Posted by Smokey Stover on September 14, 2008 at 03:25

In Reply to: Pull it to posted by ESC on September 13, 2008 at 23:50:

: : : : PULL IT TO - this is a phrase we often use when describing how much to shut a door by. It has recently caused us to ask where does the phrase originate from, after all we all know how much to pull a door to!

: : : Obviously when you pull a door to, you pull it until it is closed or nearly so. The Oxford English Dictionary gives numerous examples from 1673 on, including some in which it is not a door that is pulled to, e.g., "895 J. M. FALKNER Lost Stradivarius xii. 188 He set down his mandoline and left the room, pulling to the curtain and shutting a door behind it." In another example it is shutters that are pulled to.

: : : The OED does not speculate about the grammatical logic behind the phrase.
: : : SS

: : "Pull it to" must be British. I never hear it in the U.S. ~rb

: I've heard it -- West Virginia/Kentucky.

If memory serves, which it rarely does very precisely, "pull the door to" is/was used when it was either not necessary or not possible to latch the door, or close it securely.
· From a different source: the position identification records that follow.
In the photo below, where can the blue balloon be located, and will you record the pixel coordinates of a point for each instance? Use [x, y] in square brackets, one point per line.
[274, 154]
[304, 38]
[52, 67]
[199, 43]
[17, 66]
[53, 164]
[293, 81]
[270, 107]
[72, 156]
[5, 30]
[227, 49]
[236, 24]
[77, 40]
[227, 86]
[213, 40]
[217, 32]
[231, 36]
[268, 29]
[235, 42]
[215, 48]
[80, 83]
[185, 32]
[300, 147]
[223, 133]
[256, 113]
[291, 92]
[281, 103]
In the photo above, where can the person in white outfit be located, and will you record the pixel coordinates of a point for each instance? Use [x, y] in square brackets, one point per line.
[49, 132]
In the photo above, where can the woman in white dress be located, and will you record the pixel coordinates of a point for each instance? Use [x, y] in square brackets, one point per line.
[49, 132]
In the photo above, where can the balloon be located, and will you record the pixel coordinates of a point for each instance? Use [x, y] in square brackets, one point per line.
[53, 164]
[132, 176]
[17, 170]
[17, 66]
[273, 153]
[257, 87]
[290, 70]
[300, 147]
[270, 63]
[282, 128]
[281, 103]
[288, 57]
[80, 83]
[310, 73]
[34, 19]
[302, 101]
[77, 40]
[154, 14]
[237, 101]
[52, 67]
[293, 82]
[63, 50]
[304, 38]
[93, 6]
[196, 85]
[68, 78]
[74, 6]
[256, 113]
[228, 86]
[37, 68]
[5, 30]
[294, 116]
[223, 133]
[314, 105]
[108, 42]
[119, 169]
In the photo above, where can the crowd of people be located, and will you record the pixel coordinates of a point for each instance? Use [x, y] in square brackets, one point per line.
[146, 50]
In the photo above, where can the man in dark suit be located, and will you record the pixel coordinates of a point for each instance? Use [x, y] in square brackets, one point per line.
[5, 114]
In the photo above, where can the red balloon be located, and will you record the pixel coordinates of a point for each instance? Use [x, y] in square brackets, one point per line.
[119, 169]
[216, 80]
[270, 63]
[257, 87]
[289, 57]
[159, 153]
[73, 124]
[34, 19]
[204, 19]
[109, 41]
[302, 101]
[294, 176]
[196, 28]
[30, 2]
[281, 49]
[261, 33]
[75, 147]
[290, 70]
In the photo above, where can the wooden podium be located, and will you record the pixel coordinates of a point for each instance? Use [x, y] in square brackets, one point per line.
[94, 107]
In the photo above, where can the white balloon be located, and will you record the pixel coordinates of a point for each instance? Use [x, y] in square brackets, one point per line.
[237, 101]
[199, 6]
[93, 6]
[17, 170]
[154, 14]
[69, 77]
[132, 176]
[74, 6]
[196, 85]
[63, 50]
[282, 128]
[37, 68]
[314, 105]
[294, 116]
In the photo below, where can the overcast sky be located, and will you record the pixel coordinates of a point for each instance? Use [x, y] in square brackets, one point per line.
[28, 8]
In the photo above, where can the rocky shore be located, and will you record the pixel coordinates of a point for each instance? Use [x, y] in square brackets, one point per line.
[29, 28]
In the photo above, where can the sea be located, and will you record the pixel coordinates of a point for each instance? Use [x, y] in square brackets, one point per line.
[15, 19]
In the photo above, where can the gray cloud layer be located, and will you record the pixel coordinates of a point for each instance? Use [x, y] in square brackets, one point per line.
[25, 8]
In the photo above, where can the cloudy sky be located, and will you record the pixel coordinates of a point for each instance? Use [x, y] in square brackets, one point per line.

Down on the farm it happened not infrequently that you wanted the door closed far enough to deter animals from escaping, but not necessarily locked or latched. I'm guessing that it is possible that "to" in this case means to the door-frame.

In the case of the curtains, I believe there is typically no "latch" or similar closure. In the case of the shutters, I imagine you "pull them to" by pulling them over the windows, but without necessarily locking them in place with the hook-and-eye closure that I believe is normal. (I could be very wrong.)

If there were such a thing as an average or typical user of the phrase, I would like to ask him if the expression "pull the door to" would be used if you wished or intended it to be latched. I expect not. In that case, you would say, "shut the door."

In any case, it was not a rare expression in my youth over here in the New World.